The ROC AUC score is a popular metric to evaluate the performance of binary classifiers. To compute it, you must measure the area under the ROC curve, which shows the classifier's performance at varying decision thresholds.
This chapter covers how to plot the ROC curve, compute the ROC AUC and interpret it. We will also showcase it using the open-source Evidently Python library.
Want to keep tabs on your classification models? Automate the quality checks with Evidently Cloud. Powered by the leading open-source Evidently library with 20m+ downloads.
Want to keep tabs on your classification models? Automate the quality checks with Evidently Cloud. Powered by the leading open-source Evidently library with 20m+ downloads.
The ROC curve stands for the Receiver Operating Characteristic curve. It is a graphical representation of the performance of a binary classifier at different classification thresholds.

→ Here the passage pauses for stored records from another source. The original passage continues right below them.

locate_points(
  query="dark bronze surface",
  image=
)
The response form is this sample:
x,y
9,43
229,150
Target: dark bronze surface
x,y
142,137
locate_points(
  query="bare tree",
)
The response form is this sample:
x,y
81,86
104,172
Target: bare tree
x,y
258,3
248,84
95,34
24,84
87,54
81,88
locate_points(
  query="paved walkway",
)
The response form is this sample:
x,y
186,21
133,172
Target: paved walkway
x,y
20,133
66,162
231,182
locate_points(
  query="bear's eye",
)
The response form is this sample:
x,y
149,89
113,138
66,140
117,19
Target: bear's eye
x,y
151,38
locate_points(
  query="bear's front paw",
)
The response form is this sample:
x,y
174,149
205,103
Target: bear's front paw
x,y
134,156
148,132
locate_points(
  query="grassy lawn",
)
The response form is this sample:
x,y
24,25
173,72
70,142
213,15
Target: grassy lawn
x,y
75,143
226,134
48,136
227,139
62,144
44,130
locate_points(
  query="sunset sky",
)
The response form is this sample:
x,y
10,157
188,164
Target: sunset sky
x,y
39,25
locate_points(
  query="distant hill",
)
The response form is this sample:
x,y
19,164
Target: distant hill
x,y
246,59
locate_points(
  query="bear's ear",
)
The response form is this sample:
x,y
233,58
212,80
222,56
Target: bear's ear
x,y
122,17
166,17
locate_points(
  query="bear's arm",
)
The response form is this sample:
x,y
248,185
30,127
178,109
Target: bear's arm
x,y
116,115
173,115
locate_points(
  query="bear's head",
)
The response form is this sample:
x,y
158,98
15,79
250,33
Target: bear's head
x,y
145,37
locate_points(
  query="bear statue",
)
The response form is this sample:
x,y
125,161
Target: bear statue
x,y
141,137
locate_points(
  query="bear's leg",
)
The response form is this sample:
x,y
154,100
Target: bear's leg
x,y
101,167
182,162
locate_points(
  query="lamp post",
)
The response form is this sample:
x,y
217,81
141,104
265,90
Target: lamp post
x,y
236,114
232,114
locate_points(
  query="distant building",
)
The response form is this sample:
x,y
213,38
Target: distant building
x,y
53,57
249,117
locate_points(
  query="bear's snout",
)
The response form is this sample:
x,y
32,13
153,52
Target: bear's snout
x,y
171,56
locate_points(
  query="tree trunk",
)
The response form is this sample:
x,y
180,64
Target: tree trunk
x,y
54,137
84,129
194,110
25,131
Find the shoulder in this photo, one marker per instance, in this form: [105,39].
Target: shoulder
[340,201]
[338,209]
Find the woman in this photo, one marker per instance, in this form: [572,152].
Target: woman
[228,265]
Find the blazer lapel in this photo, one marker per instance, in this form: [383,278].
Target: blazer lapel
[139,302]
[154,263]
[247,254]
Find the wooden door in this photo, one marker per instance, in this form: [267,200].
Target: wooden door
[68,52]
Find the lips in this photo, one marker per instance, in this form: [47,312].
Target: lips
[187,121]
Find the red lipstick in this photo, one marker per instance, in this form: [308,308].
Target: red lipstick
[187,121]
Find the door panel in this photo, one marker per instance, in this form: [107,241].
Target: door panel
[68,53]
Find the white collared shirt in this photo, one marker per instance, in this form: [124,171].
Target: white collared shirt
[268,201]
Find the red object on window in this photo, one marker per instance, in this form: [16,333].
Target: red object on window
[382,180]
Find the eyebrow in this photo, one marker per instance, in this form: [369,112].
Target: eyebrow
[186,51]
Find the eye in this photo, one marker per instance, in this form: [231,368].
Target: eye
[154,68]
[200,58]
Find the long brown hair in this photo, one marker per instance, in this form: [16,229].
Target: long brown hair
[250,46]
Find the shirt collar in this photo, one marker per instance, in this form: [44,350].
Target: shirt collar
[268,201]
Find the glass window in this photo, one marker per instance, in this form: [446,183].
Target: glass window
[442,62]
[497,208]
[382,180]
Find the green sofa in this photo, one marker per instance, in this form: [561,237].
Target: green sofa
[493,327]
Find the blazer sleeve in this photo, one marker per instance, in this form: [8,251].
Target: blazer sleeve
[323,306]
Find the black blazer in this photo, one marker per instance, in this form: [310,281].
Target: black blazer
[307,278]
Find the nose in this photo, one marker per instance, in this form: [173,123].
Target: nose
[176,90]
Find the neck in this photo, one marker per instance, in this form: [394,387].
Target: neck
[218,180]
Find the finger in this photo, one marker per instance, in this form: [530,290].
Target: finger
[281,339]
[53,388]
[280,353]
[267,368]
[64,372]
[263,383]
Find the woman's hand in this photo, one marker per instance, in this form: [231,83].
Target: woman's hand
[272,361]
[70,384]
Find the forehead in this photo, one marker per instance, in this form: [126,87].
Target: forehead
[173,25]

The curve plots the possible True Positive rates (TPR) against the False Positive rates (FPR).
Here is how the curve can look:
Each point on the curve represents a specific decision threshold with a corresponding True Positive rate and False Positive rate.
ROC AUC stands for Receiver Operating Characteristic Area Under the Curve.
ROC AUC score is a single number that summarizes the classifier's performance across all possible classification thresholds. To get the score, you must measure the area under the ROC curve.
ROC AUC score shows how well the classifier distinguishes positive and negative classes. It can take values from 0 to 1.
A higher ROC AUC indicates better performance. A perfect model would have an AUC of 1, while a random model would have an AUC of 0.5.
To understand the ROC AUC metric, it helps to understand the ROC curve first.
Let’s explain it step by step! We will cover:
The ROC curve plots the True Positive rate (TPR) against the False Positive rate (FPR) at various classification thresholds. You can derive TPR and FPR from a confusion matrix.
A confusion matrix summarizes all correct and false predictions generated for a specific dataset. Here is an example of a matrix generated for a spam prediction use case:
You can calculate the True Positive and False Positive rates directly from the matrix.
TPR (True Positive rate, also known as recall) shows the share of detected true positives. For example, the share of emails correctly labeled as spam out of all spam emails in the dataset.
To compute the TPR, you must divide the number of True Positives by the total number of objects of the target class – both identified (True Positives) and missed (False Negatives).
In the example confusion matrix above, TPR = 600 / ( 600 + 300) = 0.67. The model successfully detected 67% of all spam emails.
FPR (False Positive rate) shows the share of objects falsely assigned a positive class out of all objects of the negative class. For example, the proportion of legitimate emails falsely labeled as spam.
You can calculate the FPR by dividing the number of False Positives by the total number of objects of the negative class in the dataset.
You can think of the FPR as a "false alarm rate."
In our example, FPR = 100 / (100 + 9000) = 0.01. The model falsely flagged 1% of legitimate emails as spam.
To create the ROC curve, you need to plot the FPR values against TPR values at different decision thresholds.
You might ask, what do "different" TPR and FPR values mean? Did we not just calculate them once and for all?
In fact, we calculated the values for a given confusion matrix at a given decision threshold. But for a probabilistic classification model, these TPR and FPR values are not set in stone.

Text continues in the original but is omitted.